BurntSushi / nfldb

A library to manage and update NFL data in a relational database.
The Unlicense
1.08k stars 264 forks source link

Bulk Upload 2017-2019 nfldb-update #314

Closed seanpdwyer7 closed 4 years ago

seanpdwyer7 commented 4 years ago

Hi,

Does anybody know how to start a bulk update to back fill data from nfldb-update, as it is only updating for the current week?

Thanks!

ochawkeye commented 4 years ago

Try python c:\Python27\Scripts\nfldb-update --update-schedules

C:\Users\Ben>python c:\Python27\Scripts\nfldb-update --help
usage: nfldb-update [-h] [--interval INTERVAL]
                    [--player-interval PLAYER_INTERVAL] [--update-schedules]
                    [--batch-size BATCH_SIZE]
                    [--simulate SIMULATE [SIMULATE ...]]

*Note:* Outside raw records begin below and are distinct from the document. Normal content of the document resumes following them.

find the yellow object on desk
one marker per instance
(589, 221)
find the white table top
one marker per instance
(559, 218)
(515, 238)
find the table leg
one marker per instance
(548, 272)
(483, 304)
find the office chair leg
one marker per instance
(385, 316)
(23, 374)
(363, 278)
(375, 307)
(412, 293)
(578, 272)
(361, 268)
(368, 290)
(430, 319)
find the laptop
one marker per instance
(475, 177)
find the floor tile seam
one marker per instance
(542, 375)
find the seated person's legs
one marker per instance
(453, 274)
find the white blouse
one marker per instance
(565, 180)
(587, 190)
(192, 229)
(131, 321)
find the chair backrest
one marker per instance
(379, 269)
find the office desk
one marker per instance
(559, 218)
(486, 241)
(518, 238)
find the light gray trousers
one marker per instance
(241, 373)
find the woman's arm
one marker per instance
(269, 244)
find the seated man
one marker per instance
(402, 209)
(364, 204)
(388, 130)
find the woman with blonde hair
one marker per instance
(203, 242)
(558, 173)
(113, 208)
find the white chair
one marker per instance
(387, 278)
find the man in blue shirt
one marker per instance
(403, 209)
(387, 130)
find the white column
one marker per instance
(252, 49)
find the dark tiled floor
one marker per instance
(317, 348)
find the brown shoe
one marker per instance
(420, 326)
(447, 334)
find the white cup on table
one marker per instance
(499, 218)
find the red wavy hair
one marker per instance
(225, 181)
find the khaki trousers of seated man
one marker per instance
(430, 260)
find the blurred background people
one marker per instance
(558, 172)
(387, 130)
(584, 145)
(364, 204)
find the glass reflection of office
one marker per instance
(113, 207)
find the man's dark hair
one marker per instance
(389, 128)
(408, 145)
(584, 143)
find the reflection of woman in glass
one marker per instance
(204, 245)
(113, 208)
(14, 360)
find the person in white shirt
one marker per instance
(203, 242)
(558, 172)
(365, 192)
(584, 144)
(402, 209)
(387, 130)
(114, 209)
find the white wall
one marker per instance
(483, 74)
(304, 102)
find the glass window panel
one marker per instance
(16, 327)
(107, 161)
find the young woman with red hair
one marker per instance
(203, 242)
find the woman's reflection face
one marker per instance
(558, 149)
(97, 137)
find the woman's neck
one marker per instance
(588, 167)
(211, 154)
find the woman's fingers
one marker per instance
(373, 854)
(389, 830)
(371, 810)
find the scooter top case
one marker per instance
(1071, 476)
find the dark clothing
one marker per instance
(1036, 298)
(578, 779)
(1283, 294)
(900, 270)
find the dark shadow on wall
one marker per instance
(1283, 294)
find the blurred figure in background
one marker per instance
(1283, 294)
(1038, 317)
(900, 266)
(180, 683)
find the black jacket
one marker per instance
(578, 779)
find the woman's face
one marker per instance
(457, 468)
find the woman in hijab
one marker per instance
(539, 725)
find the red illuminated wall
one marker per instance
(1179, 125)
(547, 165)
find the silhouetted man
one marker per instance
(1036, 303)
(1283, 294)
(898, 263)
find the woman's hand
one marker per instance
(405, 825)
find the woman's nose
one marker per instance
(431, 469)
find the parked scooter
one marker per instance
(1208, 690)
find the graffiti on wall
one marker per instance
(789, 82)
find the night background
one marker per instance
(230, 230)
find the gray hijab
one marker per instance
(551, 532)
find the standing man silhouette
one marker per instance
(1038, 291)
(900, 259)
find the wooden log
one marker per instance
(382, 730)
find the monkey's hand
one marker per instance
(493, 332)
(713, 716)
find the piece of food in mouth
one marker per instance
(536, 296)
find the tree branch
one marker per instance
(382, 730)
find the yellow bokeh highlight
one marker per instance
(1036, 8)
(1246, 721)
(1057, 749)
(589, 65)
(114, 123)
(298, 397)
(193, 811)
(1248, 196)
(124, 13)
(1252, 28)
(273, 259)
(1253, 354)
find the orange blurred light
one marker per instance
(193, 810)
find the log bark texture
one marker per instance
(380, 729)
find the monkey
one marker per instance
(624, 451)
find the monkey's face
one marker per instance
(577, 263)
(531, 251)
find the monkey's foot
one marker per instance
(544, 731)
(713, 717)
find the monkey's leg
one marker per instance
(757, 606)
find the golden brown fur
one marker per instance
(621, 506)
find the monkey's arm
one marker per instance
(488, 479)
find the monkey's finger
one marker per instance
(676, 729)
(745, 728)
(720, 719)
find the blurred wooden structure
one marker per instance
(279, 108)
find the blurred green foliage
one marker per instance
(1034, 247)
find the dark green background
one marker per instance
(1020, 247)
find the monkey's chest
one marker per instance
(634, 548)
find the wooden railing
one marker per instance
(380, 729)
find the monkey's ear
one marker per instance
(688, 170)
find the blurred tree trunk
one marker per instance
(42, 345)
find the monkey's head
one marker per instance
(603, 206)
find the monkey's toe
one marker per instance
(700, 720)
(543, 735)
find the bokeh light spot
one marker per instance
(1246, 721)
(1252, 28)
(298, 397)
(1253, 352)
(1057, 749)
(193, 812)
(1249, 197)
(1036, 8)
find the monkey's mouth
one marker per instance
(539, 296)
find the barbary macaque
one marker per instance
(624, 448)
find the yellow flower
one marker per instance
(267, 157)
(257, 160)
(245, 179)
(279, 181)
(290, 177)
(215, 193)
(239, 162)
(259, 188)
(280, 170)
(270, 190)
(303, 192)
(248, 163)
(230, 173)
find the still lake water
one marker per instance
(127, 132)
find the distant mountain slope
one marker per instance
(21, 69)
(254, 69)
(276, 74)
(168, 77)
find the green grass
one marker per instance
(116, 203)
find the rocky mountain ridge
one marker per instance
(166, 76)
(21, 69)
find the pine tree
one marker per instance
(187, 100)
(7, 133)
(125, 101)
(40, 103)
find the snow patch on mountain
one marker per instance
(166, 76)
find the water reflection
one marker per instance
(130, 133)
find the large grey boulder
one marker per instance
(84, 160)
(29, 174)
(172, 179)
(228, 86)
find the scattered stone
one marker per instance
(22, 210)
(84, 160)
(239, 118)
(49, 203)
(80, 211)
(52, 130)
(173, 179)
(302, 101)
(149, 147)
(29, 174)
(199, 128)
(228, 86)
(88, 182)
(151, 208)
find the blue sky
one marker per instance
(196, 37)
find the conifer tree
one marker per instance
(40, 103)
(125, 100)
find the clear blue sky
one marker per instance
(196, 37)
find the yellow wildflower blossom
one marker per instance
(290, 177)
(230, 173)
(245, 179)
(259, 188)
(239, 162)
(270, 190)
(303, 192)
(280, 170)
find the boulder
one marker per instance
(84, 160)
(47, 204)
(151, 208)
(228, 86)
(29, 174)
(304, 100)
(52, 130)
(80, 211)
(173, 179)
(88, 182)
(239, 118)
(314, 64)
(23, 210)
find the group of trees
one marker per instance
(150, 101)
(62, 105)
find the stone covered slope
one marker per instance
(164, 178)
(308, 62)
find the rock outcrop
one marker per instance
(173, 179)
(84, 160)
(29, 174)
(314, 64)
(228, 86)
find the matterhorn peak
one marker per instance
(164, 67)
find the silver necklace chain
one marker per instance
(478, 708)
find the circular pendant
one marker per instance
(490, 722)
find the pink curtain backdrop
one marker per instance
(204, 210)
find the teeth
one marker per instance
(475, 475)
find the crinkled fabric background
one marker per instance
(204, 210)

Updates the nfldb database. It may be run at any frequency, or it may be run
in the background with --background.

optional arguments:
  -h, --help            show this help message and exit
  --interval INTERVAL   When set, nfldb-update will check for active games and
                        update the database every N seconds, where N is the
                        interval given. You should NOT specify an interval
                        smaller than 15 seconds, since NFL.com's JSON feed is
                        updated approximately every 15 seconds. (default:
                        None)
  --player-interval PLAYER_INTERVAL
                        The number of seconds between player meta data
                        updates. A longer interval is needed since meta data
                        does not change frequently and because each update
                        requires a few dozen HTTP requests to NFL.com.
                        (default: 43200)
  --update-schedules    When set, ALL game schedules are refreshed from the
                        data in nflgame. (In normal operation, only the
                        current week's schedule is refreshed.) (default:
                        False)
  --batch-size BATCH_SIZE
                        The number of games to batch before sending data to
                        the database. In normal operation, this setting will
                        not have much effect and so should be kept low (to
                        keep memory requirements low). It is most useful when
                        updating a large amount of data.e.g., A batch size of
                        150 seems to work well when building the database from
                        scratch. (default: 5)
  --simulate SIMULATE [SIMULATE ...]
seanpdwyer7 commented 4 years ago

When I run that it doesn't return any historical data in the JSON file. Maybe I'm doing it wrong? Screen Shot 2019-10-31 at 7 49 32 PM

ochawkeye commented 4 years ago

Try force updating your nflgame schedule? python nflgame-update-schedule --rebuild

c:\Python27\Scripts>python nflgame-update-schedule --help
usage: nflgame-update-schedule [-h] [--json-update-file JSON_UPDATE_FILE]
                               [--rebuild] [--year YEAR]
                               [--phase {PRE,REG,POST}] [--week WEEK]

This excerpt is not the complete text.